For the best part of this season I have really really struggled with the shanks. I have always hit very close to the hosel but this season it's been a nightmare. 
I honestly don't think I've got a shonky swing but I have a real issues keeping my hands close to my body on the downswing. What do the experts think? 
Please be a cruel as possible, I've got a lesson on saturday and I'd like to be prepared for what he may have me doing.

Down the line:
http://www.youtube.com/watch?v=W_v36ab-_bQ  (This shot is the reaction to my shank, a big pull draw/hook)

Face on:
http://www.youtube.com/watch?v=Nxr24I76UOA  (I actually hit a shank in this video)

My shanks still get good height and distance but go wwwaaaayyyy right.


----------



## macca64 (Nov 8, 2012)

when i was shanking thru having lessons,it was me coming over the top,he said when i did it i was'nt hitting it from the inside,don't know if this helps.

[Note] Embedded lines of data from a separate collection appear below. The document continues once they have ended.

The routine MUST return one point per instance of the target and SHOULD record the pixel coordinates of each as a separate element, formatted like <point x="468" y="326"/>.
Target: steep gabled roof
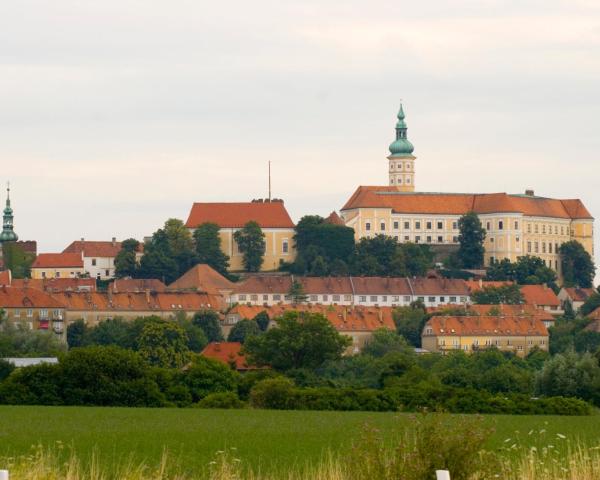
<point x="235" y="215"/>
<point x="58" y="260"/>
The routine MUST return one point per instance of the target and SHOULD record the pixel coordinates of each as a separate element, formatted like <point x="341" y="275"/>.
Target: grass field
<point x="272" y="441"/>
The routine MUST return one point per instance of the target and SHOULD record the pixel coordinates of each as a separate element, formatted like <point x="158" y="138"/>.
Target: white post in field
<point x="439" y="474"/>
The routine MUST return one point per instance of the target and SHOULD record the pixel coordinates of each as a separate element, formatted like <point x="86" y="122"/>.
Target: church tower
<point x="401" y="159"/>
<point x="8" y="234"/>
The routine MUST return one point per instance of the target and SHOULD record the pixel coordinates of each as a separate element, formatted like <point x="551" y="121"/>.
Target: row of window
<point x="439" y="225"/>
<point x="361" y="298"/>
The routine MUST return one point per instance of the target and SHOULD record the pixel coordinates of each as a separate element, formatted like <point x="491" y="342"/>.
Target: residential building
<point x="229" y="353"/>
<point x="271" y="216"/>
<point x="57" y="265"/>
<point x="98" y="256"/>
<point x="543" y="297"/>
<point x="358" y="322"/>
<point x="515" y="333"/>
<point x="32" y="308"/>
<point x="366" y="291"/>
<point x="94" y="307"/>
<point x="203" y="278"/>
<point x="576" y="296"/>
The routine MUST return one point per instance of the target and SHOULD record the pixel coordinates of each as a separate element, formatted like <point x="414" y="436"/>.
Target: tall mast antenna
<point x="269" y="180"/>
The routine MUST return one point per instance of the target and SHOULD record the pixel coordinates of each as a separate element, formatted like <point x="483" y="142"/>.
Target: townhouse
<point x="365" y="291"/>
<point x="508" y="333"/>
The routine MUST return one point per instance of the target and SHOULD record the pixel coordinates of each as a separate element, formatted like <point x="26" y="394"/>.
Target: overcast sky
<point x="118" y="114"/>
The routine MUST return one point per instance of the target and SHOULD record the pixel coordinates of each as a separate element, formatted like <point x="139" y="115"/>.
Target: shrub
<point x="227" y="400"/>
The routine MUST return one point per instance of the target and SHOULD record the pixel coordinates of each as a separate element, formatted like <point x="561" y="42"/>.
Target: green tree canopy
<point x="208" y="321"/>
<point x="126" y="264"/>
<point x="471" y="238"/>
<point x="251" y="243"/>
<point x="578" y="268"/>
<point x="300" y="340"/>
<point x="208" y="247"/>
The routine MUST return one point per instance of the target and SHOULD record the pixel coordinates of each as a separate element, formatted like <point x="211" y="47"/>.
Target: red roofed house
<point x="271" y="216"/>
<point x="98" y="256"/>
<point x="509" y="333"/>
<point x="57" y="265"/>
<point x="542" y="296"/>
<point x="577" y="296"/>
<point x="358" y="322"/>
<point x="229" y="353"/>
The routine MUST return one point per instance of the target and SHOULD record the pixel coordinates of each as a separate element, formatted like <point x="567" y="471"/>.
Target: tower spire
<point x="401" y="158"/>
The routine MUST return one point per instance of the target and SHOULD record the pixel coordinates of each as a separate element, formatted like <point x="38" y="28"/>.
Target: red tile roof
<point x="461" y="203"/>
<point x="202" y="278"/>
<point x="229" y="353"/>
<point x="236" y="215"/>
<point x="56" y="284"/>
<point x="540" y="295"/>
<point x="58" y="260"/>
<point x="579" y="294"/>
<point x="344" y="319"/>
<point x="94" y="248"/>
<point x="14" y="297"/>
<point x="486" y="325"/>
<point x="124" y="285"/>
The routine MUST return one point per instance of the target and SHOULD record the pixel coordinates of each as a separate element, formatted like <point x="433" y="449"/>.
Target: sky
<point x="119" y="114"/>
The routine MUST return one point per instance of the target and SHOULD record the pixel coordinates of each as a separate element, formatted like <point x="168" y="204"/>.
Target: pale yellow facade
<point x="279" y="247"/>
<point x="520" y="345"/>
<point x="65" y="272"/>
<point x="508" y="235"/>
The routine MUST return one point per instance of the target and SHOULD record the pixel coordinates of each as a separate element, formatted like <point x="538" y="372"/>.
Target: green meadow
<point x="269" y="441"/>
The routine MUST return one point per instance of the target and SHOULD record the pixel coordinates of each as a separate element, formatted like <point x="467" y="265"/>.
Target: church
<point x="516" y="224"/>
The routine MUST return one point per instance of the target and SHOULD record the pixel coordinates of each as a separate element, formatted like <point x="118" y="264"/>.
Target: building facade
<point x="271" y="216"/>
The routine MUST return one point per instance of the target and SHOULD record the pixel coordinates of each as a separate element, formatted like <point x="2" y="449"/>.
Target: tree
<point x="385" y="341"/>
<point x="296" y="292"/>
<point x="262" y="319"/>
<point x="300" y="340"/>
<point x="208" y="247"/>
<point x="578" y="268"/>
<point x="126" y="264"/>
<point x="242" y="330"/>
<point x="251" y="243"/>
<point x="471" y="238"/>
<point x="508" y="294"/>
<point x="208" y="321"/>
<point x="410" y="322"/>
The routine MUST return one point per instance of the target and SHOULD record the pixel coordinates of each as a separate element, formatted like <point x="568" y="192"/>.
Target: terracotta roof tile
<point x="58" y="260"/>
<point x="540" y="295"/>
<point x="461" y="203"/>
<point x="236" y="215"/>
<point x="202" y="278"/>
<point x="229" y="353"/>
<point x="486" y="325"/>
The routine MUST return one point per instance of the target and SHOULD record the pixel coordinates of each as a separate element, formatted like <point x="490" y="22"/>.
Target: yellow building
<point x="518" y="334"/>
<point x="270" y="215"/>
<point x="57" y="265"/>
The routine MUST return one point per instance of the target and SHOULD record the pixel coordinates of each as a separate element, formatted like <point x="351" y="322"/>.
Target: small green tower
<point x="8" y="234"/>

Face on ,wish i could see it in slow ,not sure if your hands were turnig over,


----------



## CMAC (Nov 8, 2012)

http://forums.golf-monthly.co.uk/showthread.php?47347-Where-does-the-shank-come-from


----------



## JustOne (Nov 8, 2012)

Lump said:



			This shot is the reaction to my shank, a big pull draw/hook
		
Click to expand...

What is it you 'feel' you are doing differently to hit that shot?


----------



## Lump (Nov 8, 2012)

JustOne said:



			What is it you 'feel' you are doing differently to hit that shot?
		
Click to expand...

I can hit the high fade without a huge fear of shanking. I think the pull hook comes from subconsciously knowing thats my bail out shot. I feel like I'm leaving the club face well open to achieve the "safe" high fade.


----------



## Dodger (Nov 8, 2012)

Look just follow this and you'll be cured in seconds.

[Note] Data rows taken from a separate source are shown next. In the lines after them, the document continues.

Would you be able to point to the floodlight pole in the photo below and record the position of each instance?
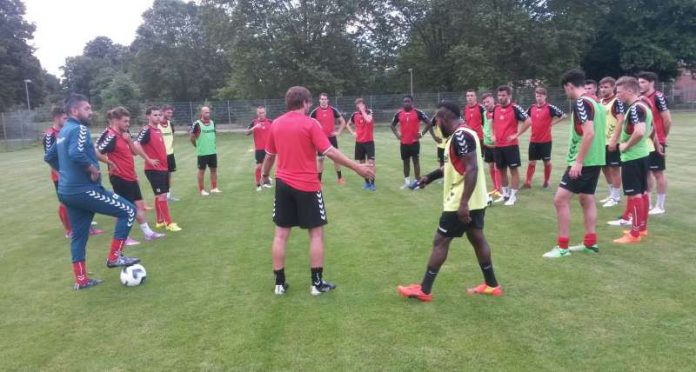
(26, 89)
(410, 70)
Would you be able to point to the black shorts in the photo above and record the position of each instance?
(410, 151)
(293, 207)
(585, 184)
(657, 161)
(365, 150)
(450, 226)
(171, 163)
(507, 157)
(441, 155)
(488, 154)
(540, 151)
(334, 142)
(259, 155)
(129, 190)
(613, 158)
(159, 180)
(207, 160)
(634, 176)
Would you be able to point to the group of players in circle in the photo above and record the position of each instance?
(619, 134)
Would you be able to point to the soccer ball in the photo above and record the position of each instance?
(134, 275)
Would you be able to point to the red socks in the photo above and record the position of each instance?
(637, 206)
(498, 179)
(530, 173)
(80, 272)
(646, 208)
(590, 239)
(563, 242)
(547, 173)
(63, 215)
(115, 251)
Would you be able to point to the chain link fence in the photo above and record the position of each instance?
(21, 129)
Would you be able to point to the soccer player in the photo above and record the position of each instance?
(203, 139)
(662, 119)
(58, 120)
(544, 116)
(167, 129)
(116, 149)
(474, 113)
(488, 147)
(150, 146)
(464, 205)
(615, 117)
(294, 140)
(364, 138)
(80, 189)
(260, 127)
(439, 138)
(506, 118)
(586, 156)
(409, 133)
(635, 149)
(591, 89)
(327, 115)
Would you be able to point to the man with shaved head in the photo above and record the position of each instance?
(203, 139)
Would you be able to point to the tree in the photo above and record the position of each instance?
(636, 35)
(174, 57)
(17, 61)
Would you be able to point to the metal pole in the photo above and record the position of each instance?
(4, 132)
(26, 89)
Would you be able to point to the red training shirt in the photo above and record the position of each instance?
(473, 115)
(49, 140)
(116, 148)
(658, 105)
(505, 122)
(260, 133)
(151, 140)
(327, 118)
(410, 124)
(364, 130)
(542, 117)
(295, 139)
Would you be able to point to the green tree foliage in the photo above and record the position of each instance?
(655, 35)
(17, 62)
(174, 57)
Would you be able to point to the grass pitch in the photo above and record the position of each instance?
(208, 301)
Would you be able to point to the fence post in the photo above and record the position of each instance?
(4, 132)
(21, 132)
(229, 115)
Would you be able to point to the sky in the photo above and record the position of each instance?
(63, 27)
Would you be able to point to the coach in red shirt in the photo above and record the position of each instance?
(409, 134)
(294, 140)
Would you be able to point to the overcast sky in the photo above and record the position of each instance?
(63, 27)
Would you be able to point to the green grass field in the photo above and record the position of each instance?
(208, 302)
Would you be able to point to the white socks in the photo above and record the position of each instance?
(146, 229)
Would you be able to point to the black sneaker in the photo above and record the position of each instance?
(324, 286)
(122, 261)
(90, 283)
(281, 288)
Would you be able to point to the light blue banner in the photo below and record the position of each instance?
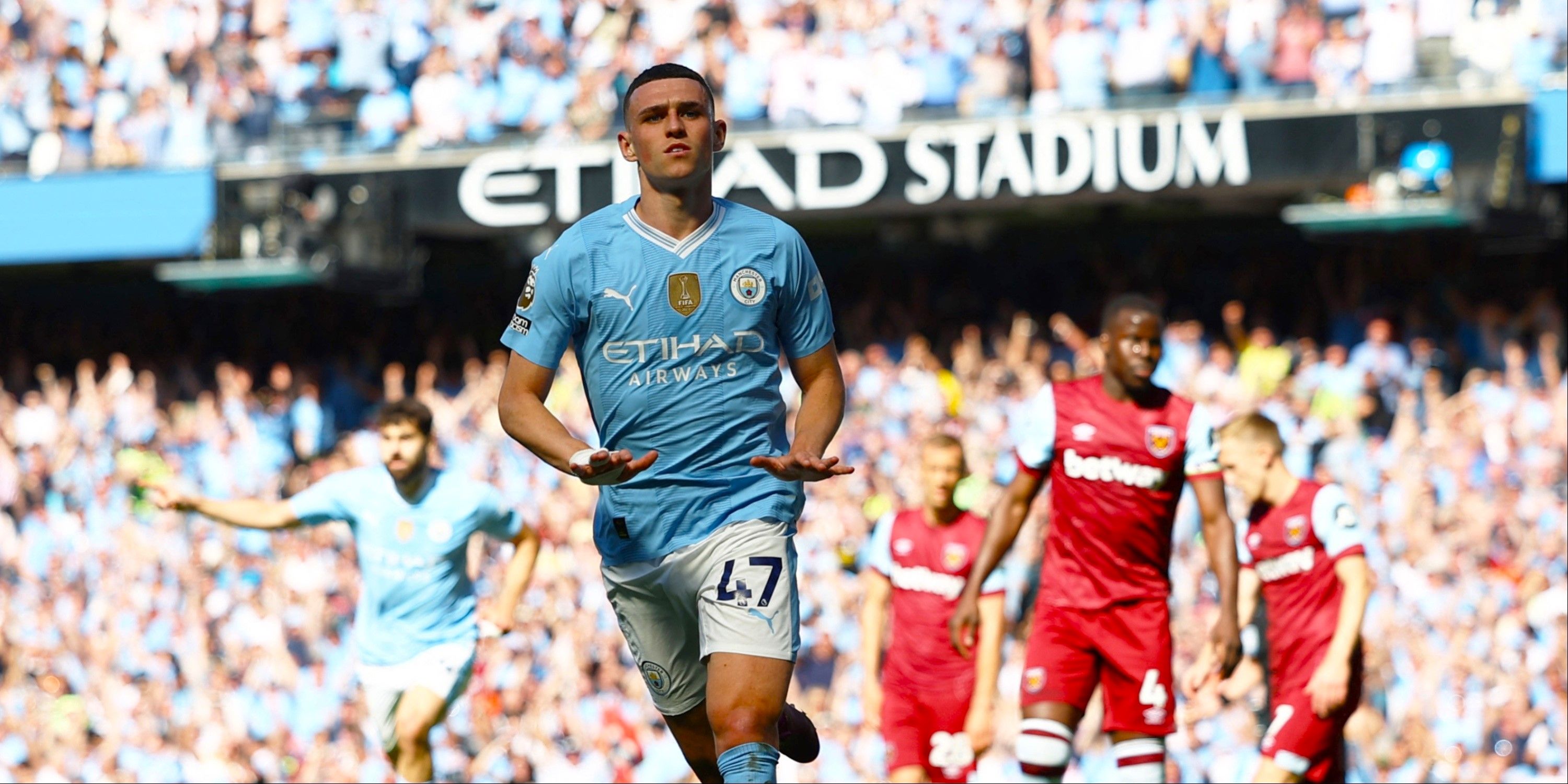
(106, 215)
(1550, 137)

Address the ball with your club past the ball so the back of the hosel is on the far side of your ball as you look at it at address and simply swing away.

You will not shank,keep working on it by doing this and you'll soon be able to go back to addressing the ball normally instead of looking like a knob.:smirk:


----------



## SocketRocket (Nov 8, 2012)

Your golf swing looks very good.  The only small issue I can see is a bit of early extension that pushes your right hip forward in the downswing and this will tend to get the club further away from you creating a Sherman.  keeping your tooch line in contact with an imaginary wall behind you may help but I would suggest a drill when at the range.   Place the ball an inch inside the rubber tee in the mat and hit the ball without touching the tee.   Placing one of those green ball baskets a foot behind and a few inches inside the ball line will also help you to swing from the inside.


----------



## JustOne (Nov 8, 2012)

If I didn't know better I'd say they were 2 different golfers in the same clothes  

..and really I should walk away from this post...  still, here we go....

The DTL strike is a beauty - is that an 8-iron? - a little low inside with the clubhead on the takeaway, good shoulder turn, head stays pretty still, looks like you come into the ball pretty straight but the clubface a touch closed hence the ball starts a little left. Not the best takeaway action, but not the worst.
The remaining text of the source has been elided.